About a decade ago, I carefully followed two discussions on Chowhound.com’s message board. One East Coast observer noted that certain dishes prepared at different Chinese restaurants in his local area appeared to be indistinguishable from each other. Another commented that Chinese restaurants near him offered almost identical menus.

While neither poster was likely aware that their local Chinese restaurants were run by Fujianese immigrants, message board respondents raised the possibility of a central hand: some kind of Fujianese organization promoting a degree of uniformity among disparate and unrelated mom-and-pop businesses. Comments suggested perhaps a mainstream food supply company like Sysco, or maybe a cluster of specialized Chinese food supply companies provided ready-made ingredients to local restaurants. Messages hotly debated whether small Chinese takeouts prepared their dishes in-house, or whether they resorted to outside food suppliers. In the end, lacking firsthand knowledge, these discussions lingered unresolved.

The break in the case

Those who suggested that Fujianese food supply companies helped to standardize small Fujianese-operated Chinese restaurants turned out to be correct.  

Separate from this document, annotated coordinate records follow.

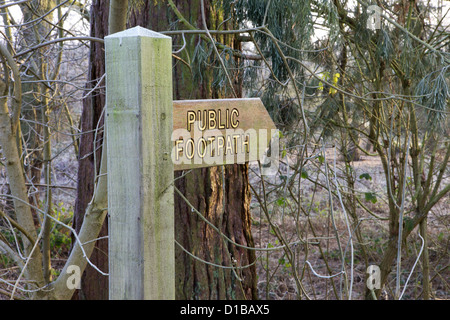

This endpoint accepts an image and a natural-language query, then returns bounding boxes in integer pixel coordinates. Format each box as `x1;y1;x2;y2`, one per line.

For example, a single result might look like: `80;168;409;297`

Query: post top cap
105;26;170;39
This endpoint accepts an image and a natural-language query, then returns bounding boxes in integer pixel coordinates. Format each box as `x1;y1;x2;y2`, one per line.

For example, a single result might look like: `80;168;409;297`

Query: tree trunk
75;0;257;299
134;0;257;299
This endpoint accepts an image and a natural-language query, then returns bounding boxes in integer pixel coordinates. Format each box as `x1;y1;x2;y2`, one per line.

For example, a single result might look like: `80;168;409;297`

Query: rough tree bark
74;0;109;300
75;0;256;299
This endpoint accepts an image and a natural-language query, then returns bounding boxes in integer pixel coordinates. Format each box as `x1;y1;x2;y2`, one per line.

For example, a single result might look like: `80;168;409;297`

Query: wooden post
105;27;175;300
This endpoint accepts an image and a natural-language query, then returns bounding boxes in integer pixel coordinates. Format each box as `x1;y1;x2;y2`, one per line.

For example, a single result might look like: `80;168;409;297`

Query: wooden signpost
105;27;277;300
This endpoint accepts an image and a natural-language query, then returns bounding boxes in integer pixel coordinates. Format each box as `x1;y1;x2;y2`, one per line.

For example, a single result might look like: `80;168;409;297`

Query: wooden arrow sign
171;98;276;170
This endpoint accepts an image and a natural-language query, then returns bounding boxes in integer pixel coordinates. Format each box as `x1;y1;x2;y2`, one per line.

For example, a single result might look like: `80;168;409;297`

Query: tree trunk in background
74;0;109;300
74;0;257;299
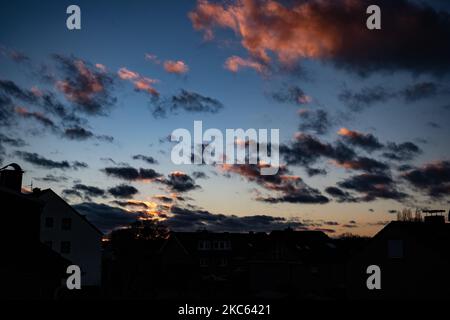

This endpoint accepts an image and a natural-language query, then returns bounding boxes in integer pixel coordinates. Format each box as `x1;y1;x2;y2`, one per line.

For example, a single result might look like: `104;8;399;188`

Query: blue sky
0;0;450;234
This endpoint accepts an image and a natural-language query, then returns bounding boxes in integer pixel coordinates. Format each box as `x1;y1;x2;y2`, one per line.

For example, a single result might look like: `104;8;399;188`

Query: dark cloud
383;142;422;161
338;81;450;112
102;167;162;181
305;167;327;177
258;186;330;204
0;80;37;103
64;127;94;140
338;173;407;201
111;200;150;209
53;54;116;115
192;171;209;179
0;46;31;63
72;183;105;198
402;161;450;198
338;157;390;173
0;132;27;148
400;82;439;102
14;151;87;170
73;202;145;233
164;206;306;232
133;154;158;164
338;128;383;152
108;184;139;199
189;0;450;75
62;189;83;199
153;89;223;117
160;171;200;192
15;107;59;132
34;174;69;182
280;133;356;167
325;187;358;202
299;109;333;135
222;164;329;204
280;129;390;174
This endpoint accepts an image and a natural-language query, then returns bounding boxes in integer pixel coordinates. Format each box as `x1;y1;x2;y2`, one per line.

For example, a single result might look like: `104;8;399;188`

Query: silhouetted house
347;217;450;299
0;164;71;299
248;229;343;298
161;229;344;298
160;231;255;297
30;189;103;286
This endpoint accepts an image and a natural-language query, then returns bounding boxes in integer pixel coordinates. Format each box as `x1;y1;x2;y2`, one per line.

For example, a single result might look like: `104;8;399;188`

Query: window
198;240;211;250
61;218;72;230
200;258;209;267
388;240;403;259
61;241;71;254
45;217;54;228
219;257;228;267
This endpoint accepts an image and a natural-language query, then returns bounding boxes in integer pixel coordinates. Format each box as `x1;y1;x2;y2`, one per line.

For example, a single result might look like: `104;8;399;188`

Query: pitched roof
26;189;103;236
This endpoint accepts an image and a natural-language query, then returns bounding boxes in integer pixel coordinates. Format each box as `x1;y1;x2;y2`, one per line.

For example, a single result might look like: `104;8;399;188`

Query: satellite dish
0;163;23;172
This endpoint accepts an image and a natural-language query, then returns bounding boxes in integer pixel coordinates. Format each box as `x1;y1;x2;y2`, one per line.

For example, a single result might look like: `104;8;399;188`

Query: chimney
0;163;23;192
424;216;445;224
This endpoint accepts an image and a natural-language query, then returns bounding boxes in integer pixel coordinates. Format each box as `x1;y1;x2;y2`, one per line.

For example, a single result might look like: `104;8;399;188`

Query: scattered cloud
164;60;189;74
108;184;139;199
14;151;88;170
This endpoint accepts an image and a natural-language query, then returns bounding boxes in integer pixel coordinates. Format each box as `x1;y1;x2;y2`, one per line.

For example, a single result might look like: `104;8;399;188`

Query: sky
0;0;450;236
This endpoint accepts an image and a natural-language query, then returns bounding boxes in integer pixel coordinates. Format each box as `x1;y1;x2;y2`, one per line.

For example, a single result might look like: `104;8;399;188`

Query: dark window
45;217;54;228
61;241;70;254
61;218;72;230
388;240;403;259
200;258;209;267
219;258;228;267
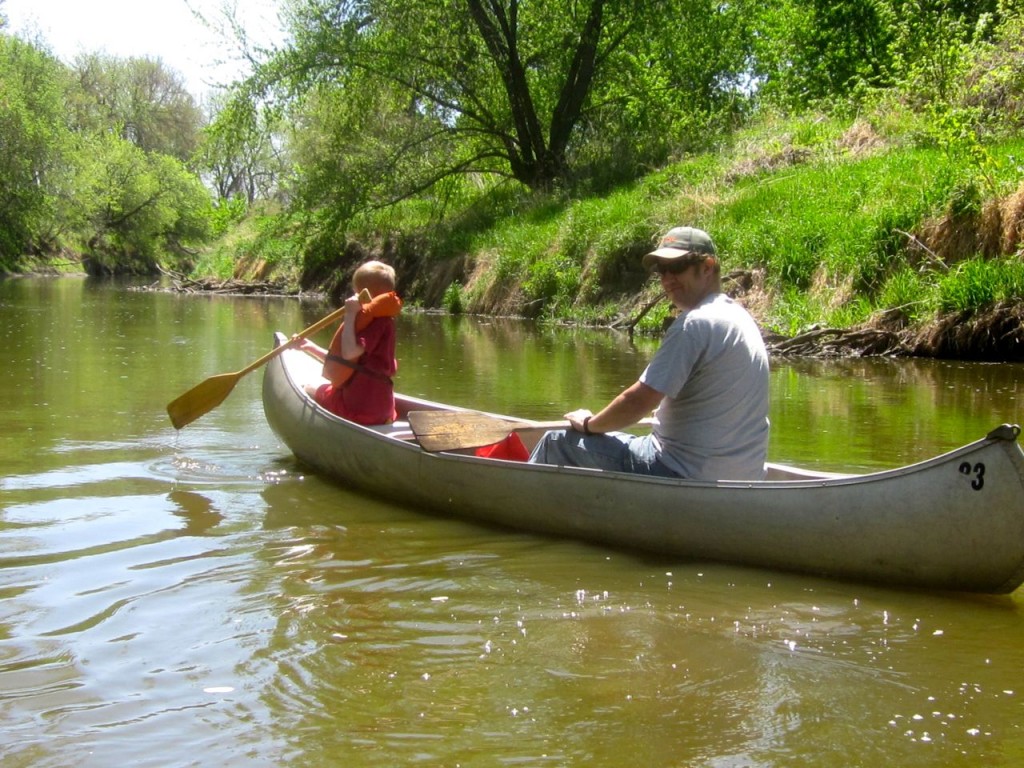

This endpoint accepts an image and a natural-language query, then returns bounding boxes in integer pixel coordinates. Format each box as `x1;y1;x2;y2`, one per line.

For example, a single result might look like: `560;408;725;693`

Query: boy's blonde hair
352;261;394;296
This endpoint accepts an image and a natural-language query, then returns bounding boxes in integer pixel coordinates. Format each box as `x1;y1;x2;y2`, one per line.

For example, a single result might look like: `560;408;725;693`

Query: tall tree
74;53;203;162
228;0;746;228
0;34;71;260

As you may know, except for the smallest entities, most U.S. businesses formally operate as corporations or limited liability companies. These companies may be owned by a single owner, several family members, or two or more business associates. As a business grows, it may need to bring in outside investors. And if it grows into a large enterprise, it may sell stock to the general public through an initial public offering (IPO) registered with the SEC. Once public, its stock is listed on the NASDAQ or New York Stock Exchange.

During 2018, such an IPO took place for a company called HF Foods Group Inc (NASDAQ—HFFG).

HF Foods Group

Headquartered in Greensboro, North Carolina, HF Foods Group is led by Chairman and CEO Min Ni Zhou.

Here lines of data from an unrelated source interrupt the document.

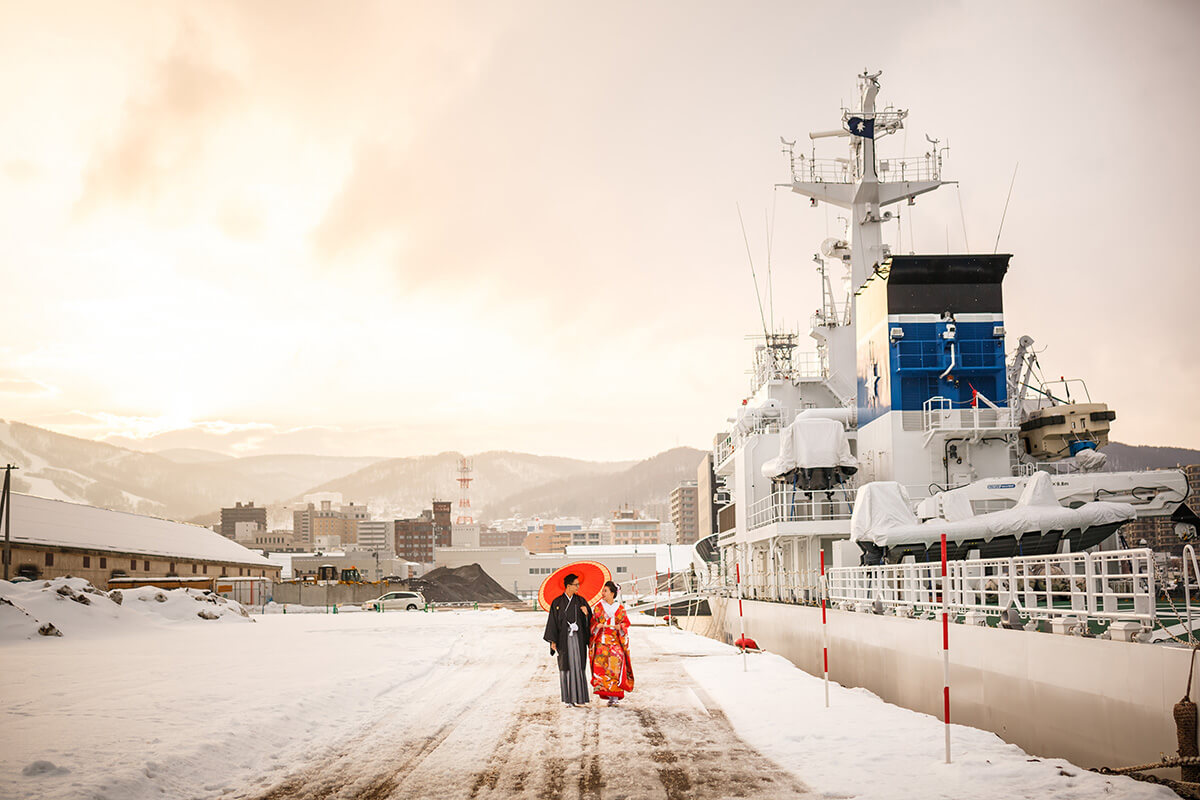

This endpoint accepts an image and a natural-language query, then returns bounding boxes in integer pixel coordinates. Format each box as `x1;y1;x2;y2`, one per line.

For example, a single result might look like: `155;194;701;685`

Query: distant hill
1103;441;1200;470
0;420;377;521
296;451;636;519
491;447;704;519
7;420;1200;525
155;447;234;464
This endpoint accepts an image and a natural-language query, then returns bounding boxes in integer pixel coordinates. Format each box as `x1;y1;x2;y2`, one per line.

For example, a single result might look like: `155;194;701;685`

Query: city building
437;547;656;600
671;481;700;545
292;503;314;547
292;549;420;582
392;500;451;564
1120;464;1200;555
5;492;280;589
522;518;583;553
221;500;266;541
608;509;660;545
358;519;396;555
479;524;526;547
432;500;454;547
696;452;716;539
233;521;258;545
246;528;300;553
292;494;370;547
450;522;484;547
569;525;611;547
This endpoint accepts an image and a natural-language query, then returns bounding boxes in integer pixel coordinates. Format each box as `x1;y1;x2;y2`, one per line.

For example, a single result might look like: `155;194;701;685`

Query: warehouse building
4;493;280;588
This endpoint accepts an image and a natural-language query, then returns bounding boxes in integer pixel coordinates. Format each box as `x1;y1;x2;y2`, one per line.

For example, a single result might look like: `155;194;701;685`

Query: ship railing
1181;545;1200;644
875;156;942;184
827;548;1154;627
750;353;829;391
713;434;733;469
1016;458;1114;477
792;155;858;184
792;155;942;184
713;408;798;469
749;487;854;530
922;395;1015;434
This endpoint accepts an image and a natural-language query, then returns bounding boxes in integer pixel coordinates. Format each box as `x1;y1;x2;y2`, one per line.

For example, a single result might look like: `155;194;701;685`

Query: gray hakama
558;631;592;704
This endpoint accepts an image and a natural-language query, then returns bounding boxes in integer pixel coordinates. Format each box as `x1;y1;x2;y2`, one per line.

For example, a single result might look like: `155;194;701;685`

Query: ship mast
785;71;947;291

In 1989, Zhou immigrated from Fujian to Manhattan, part of the early wave of Fujianese migrants. Zhou started at the bottom of the Chinese restaurant industry. Working tirelessly and ambitiously, he owned eight Chinese restaurants and a catering business within four years of his arrival. Procurement of specialty products bedeviled his businesses, so six years later, in 1997, Zhou established HF Foods Group to supply his restaurants with Chinese goods. Eventually, the business expanded to procure Chinese food supplies for third-party restaurants, too.

At the time of the IPO, HFFG registered $300 million in sales from a customer base of 3,200 Chinese restaurants throughout 10 southeastern states. A fleet of over 100 refrigerated trucks services warehouses in Greensboro, Atlanta, and Ocala, Florida.

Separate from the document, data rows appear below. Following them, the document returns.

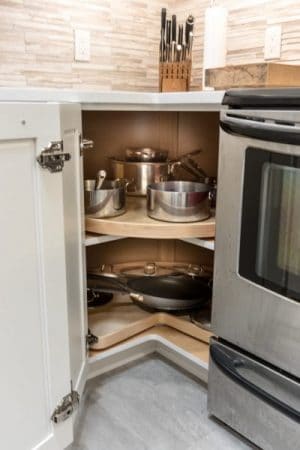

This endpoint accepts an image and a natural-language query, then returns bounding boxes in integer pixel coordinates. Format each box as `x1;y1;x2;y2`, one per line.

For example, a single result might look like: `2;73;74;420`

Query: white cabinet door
0;103;78;450
61;104;87;394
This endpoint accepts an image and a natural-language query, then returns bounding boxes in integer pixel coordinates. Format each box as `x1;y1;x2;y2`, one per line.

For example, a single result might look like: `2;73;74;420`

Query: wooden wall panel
0;0;300;91
176;0;300;90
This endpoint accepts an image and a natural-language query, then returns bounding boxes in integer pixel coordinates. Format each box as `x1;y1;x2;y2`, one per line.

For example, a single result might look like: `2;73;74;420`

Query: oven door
212;111;300;376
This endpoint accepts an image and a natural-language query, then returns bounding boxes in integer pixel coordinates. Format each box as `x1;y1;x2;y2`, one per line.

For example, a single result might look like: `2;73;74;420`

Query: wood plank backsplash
0;0;300;91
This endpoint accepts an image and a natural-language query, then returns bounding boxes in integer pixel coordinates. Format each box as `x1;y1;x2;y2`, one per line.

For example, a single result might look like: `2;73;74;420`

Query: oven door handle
220;116;300;145
210;343;300;423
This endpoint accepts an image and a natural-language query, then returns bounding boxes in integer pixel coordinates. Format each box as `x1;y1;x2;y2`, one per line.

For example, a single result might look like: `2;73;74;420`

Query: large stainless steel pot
125;147;169;162
147;181;211;222
110;158;178;196
84;180;126;219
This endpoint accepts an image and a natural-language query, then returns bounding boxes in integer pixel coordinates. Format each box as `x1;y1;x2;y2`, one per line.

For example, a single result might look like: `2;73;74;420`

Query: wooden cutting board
205;63;300;90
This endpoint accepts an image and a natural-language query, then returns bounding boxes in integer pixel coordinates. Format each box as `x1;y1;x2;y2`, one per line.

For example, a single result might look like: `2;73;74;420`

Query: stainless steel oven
209;90;300;449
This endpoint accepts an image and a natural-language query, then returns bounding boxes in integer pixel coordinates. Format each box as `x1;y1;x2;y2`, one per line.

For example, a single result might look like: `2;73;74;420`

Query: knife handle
172;14;177;42
161;8;167;30
178;25;183;45
166;20;171;45
185;14;194;45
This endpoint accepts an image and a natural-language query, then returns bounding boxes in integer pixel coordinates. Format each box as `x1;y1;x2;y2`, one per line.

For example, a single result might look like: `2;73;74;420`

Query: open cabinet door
0;103;76;450
61;104;87;395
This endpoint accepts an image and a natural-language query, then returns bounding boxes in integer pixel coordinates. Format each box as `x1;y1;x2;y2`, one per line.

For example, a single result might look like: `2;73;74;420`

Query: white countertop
0;87;224;111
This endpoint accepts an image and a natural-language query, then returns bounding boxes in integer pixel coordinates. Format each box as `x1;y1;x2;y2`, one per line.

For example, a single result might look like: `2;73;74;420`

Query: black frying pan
88;273;211;312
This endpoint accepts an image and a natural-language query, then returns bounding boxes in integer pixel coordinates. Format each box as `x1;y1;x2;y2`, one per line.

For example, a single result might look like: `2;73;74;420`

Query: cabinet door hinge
86;329;99;349
36;141;71;173
80;136;94;155
51;382;79;423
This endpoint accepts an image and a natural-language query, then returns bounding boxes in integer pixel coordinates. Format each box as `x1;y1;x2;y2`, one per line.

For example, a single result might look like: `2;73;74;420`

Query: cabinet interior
82;111;219;359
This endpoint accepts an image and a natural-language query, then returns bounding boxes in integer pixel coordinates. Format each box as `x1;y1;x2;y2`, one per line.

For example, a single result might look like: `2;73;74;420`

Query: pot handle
168;160;181;176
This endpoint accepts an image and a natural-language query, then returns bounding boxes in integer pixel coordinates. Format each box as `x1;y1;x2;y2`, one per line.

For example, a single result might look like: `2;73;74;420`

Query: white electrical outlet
264;25;281;59
74;30;91;61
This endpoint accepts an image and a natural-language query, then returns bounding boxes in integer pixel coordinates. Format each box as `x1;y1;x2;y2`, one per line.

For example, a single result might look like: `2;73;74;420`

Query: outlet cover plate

Described by HFFG’s website as local employees “[w]ith a cultural understanding and a common language,” a call center located in Fujian province is available 24 hours a day for restaurant customers. From the filing documents, I estimate over 80 percent of HFFG’s customers are Fujianese. Not only do these sales personnel speak the same dialect as HFFG’s customers, but by centralizing procurement for thousands of restaurants, HFFG can offer them economies of scale. Besides food items like meat, seafood, noodles, rice, and vegetables, HF Foods also provides packaging supplies such as chopsticks and take-out containers, and even services including website design and menus.

Beyond the southeast

Clearly, HF Foods Group is a big player in the Chinese restaurant supply sector. But because HF Foods currently only operates in the Southeast, I wondered whether similar companies operate in the Midwest and East. The filing documents provide clues in this regard, too. Going public means HF Foods Group can raise the capital to expand its geographic footprint. The filing refers to the general fragmentation of the Chinese restaurant food supply industry in the United States and plans to acquire smaller existing companies in the same niche.

If successful, HF Foods Group may become a nationwide purveyor. Chinese takeout food across the U.S. may become even more homogenous. But at least now we’ll know why.